Puzzle 130: ~ [Expected Hops: 2^65.64 (57392798431464251392)]
How much storage is needed to precompute Puzzle 130 ?
1. That number is kind of a reference point, can vary ± 20% Besides, the best known complexity is rather 1.66 * sqrt(b) but requires special attention when jumping through the point at infinity. Speed is better when we're certain we'll never need to double a point or go through O, since that special branch goes away..
2. It's non-sense to precompute stuff when you know all the variables. It's just faster to solve the problem. Pre-computation makes sense to search and save traps inside the same space where the wild kangaroos will jump around.
You don't need any storage to solve 130 or 160 or 66 or 250+ bits. Storage is only needed if DP > 0 or if you have more than a single Tame and Wild kangaroo. But since we don't have forever to do all those gazillion ops, the catch is to compute a lot of kangaroos in parallel - as we definitely can't compute just two kangaroos in parallel, the next jump depends on their current value.
So storage depends on whatever you wish to accomplish. Might as well just save an ID of the kangaroo that reached a DP, and re-create the walk when a match occurs, to get the distance. But it's slow if the walk was a long one.
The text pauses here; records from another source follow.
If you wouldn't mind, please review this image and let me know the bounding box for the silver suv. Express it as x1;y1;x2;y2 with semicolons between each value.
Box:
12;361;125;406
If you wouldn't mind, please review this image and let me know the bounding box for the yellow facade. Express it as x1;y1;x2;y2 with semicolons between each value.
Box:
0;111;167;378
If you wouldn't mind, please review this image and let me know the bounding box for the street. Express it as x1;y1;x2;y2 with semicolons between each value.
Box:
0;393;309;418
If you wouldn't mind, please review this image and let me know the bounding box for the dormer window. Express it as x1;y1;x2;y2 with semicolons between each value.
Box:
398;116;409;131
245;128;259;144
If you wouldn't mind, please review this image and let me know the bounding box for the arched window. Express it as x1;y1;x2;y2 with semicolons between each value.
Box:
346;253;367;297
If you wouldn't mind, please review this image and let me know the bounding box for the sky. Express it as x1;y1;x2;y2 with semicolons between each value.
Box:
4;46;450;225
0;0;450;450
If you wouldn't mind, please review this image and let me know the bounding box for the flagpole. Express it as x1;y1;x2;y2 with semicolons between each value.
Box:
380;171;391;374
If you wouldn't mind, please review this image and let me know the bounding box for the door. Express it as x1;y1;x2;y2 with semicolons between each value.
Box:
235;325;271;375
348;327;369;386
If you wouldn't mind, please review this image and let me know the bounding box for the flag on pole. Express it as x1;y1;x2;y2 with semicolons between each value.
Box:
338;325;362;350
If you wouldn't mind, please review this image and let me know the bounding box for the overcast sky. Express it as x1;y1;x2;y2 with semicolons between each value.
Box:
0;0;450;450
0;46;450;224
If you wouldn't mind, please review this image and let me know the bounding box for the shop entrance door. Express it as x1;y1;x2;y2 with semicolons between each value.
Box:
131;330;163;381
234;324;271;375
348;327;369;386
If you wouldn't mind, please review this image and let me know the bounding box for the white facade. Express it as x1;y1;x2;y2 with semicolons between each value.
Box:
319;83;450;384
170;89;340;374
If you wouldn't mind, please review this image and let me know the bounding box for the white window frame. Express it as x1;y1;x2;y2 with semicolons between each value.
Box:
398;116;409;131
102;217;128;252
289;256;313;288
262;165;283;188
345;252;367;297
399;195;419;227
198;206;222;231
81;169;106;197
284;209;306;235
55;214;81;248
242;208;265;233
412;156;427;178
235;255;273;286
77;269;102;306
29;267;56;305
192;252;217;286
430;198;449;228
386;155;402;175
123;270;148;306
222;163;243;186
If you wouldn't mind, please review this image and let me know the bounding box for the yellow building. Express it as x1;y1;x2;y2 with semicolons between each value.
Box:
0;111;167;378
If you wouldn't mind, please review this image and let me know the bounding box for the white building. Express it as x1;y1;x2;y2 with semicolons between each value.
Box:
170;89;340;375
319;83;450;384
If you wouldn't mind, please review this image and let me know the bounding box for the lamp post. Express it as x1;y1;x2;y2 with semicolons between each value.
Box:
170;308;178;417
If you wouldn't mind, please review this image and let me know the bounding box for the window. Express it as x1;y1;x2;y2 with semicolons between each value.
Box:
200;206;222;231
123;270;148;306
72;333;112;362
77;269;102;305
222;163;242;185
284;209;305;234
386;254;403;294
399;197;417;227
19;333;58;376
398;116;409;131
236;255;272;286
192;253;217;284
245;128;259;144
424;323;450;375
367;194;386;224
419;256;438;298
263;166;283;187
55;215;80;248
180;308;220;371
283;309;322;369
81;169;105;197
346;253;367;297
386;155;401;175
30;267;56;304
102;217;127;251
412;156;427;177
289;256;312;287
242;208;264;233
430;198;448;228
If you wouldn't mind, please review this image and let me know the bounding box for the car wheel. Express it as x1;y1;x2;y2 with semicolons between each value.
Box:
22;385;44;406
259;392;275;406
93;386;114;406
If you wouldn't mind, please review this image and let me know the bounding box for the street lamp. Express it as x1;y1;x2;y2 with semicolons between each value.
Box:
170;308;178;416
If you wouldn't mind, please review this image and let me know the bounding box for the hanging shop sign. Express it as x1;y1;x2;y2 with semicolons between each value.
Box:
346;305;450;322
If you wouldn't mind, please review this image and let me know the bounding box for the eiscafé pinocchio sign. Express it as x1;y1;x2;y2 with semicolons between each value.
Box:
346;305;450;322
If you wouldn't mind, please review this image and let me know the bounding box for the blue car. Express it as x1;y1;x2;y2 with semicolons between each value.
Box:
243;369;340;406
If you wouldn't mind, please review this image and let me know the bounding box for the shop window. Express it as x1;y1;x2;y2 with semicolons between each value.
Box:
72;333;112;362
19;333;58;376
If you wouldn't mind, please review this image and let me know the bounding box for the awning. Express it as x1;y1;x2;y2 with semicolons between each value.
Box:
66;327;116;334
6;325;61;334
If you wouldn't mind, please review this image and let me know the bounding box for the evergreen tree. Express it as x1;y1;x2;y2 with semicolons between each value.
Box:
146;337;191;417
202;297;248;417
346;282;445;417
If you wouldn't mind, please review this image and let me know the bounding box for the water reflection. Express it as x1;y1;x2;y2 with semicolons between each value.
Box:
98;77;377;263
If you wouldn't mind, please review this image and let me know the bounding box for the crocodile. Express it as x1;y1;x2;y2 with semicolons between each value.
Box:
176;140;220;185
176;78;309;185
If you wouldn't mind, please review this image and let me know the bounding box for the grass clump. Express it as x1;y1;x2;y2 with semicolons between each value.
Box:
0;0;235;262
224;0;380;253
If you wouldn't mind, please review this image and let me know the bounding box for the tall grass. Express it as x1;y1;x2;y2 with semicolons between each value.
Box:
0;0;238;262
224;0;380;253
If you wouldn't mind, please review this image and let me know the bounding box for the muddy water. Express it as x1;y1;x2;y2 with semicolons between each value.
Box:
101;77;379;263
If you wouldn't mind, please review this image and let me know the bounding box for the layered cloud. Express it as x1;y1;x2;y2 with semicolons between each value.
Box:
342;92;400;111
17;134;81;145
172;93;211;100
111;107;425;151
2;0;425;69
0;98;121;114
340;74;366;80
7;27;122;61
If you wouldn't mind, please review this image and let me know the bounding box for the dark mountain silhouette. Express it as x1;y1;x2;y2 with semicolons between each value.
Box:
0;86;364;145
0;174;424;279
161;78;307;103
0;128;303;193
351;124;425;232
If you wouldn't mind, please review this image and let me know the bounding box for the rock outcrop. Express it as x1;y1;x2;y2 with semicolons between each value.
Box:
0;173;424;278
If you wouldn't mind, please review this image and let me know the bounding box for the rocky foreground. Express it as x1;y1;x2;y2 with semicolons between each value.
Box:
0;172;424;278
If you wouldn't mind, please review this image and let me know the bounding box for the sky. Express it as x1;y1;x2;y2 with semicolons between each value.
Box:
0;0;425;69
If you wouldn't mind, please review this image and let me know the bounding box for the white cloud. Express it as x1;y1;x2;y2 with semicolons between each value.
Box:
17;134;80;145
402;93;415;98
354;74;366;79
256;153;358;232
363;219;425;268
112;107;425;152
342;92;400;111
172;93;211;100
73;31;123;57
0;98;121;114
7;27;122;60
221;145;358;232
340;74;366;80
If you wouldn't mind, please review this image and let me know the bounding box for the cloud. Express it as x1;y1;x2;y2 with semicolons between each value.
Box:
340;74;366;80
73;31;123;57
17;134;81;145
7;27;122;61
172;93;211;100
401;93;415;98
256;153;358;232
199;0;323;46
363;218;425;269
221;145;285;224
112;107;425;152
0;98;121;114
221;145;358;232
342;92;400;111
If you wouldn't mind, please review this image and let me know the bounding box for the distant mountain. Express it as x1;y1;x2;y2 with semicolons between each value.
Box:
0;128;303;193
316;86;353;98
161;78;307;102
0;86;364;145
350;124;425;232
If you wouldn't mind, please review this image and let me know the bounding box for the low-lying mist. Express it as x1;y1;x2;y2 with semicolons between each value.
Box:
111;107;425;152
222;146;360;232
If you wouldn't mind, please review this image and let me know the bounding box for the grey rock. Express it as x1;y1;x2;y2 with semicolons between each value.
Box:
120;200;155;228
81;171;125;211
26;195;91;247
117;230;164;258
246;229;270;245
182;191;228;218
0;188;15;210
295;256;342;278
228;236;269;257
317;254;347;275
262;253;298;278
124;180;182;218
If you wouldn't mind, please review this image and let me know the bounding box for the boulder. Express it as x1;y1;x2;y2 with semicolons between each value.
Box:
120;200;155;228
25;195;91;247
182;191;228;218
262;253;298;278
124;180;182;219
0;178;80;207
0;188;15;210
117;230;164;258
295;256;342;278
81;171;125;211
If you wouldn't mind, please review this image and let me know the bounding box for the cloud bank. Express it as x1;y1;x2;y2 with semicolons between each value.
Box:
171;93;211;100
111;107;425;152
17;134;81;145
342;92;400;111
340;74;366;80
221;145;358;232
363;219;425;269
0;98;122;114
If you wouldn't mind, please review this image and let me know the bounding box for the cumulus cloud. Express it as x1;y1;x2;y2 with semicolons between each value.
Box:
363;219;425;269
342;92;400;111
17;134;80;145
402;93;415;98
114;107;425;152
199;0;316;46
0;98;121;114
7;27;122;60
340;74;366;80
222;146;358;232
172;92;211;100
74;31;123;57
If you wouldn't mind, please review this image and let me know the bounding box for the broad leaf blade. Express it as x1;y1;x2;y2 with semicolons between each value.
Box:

Agreed, no need to pre-compute a huge range like 130, unless you are going to run through it multiple times looking for different pub keys, but not really even then because you can tame every wild kangaroo that ran through the range, after the key is found.
Pre-compute is just running all "tames"... (k*g) through whatever range and store the points (public key x points, not the whole thing but however many bits you chose (not to few though or then you have false collisions)) That's all pre-computing really is. Same as BSGS, 1*g all the way up to however many points you want in your baby step file. And all of those points are DP 0.
For the 130 puzzle, we are using DP 32. So we will roughly need to find 2^33.55 distinguished points. File size, should be right around 400GB; that's my estimate.
And albert0, since you know BSGS better than most, a 100,000 view way to look at Kangaroo, consider the baby step file the tame kangaroos, and the giant steps, the wilds (offsets). BSGS is like a brute force mixed with Kangaroo lol. But Kangaroo is just more spread out with it's jumps, whereas BSGS takes the exact same "step" each time. Kangaroo creates multiple offset pubkeys (addition or subtraction or both), those are the wilds. And once one of those offset points matches a tame point, basic math just like BSGS.
Tames are just k*g, with some distinguishable point. The 130 pool, DP 32, so we save every x point that has at least 8 zeros at the end (trailing). The wilds are k*g + public key, that you are searching for. Same thing, if it ends with 8 zeros, it gets stored. Once we get a collision / match, we merely take the tame distance (k*g or private key really) and subtract the wild distance. And like BSGS, if you reduced the range by subtracting the start range up front, then you have to add it back. (tame distance - wild distance) + initial subtracted start range.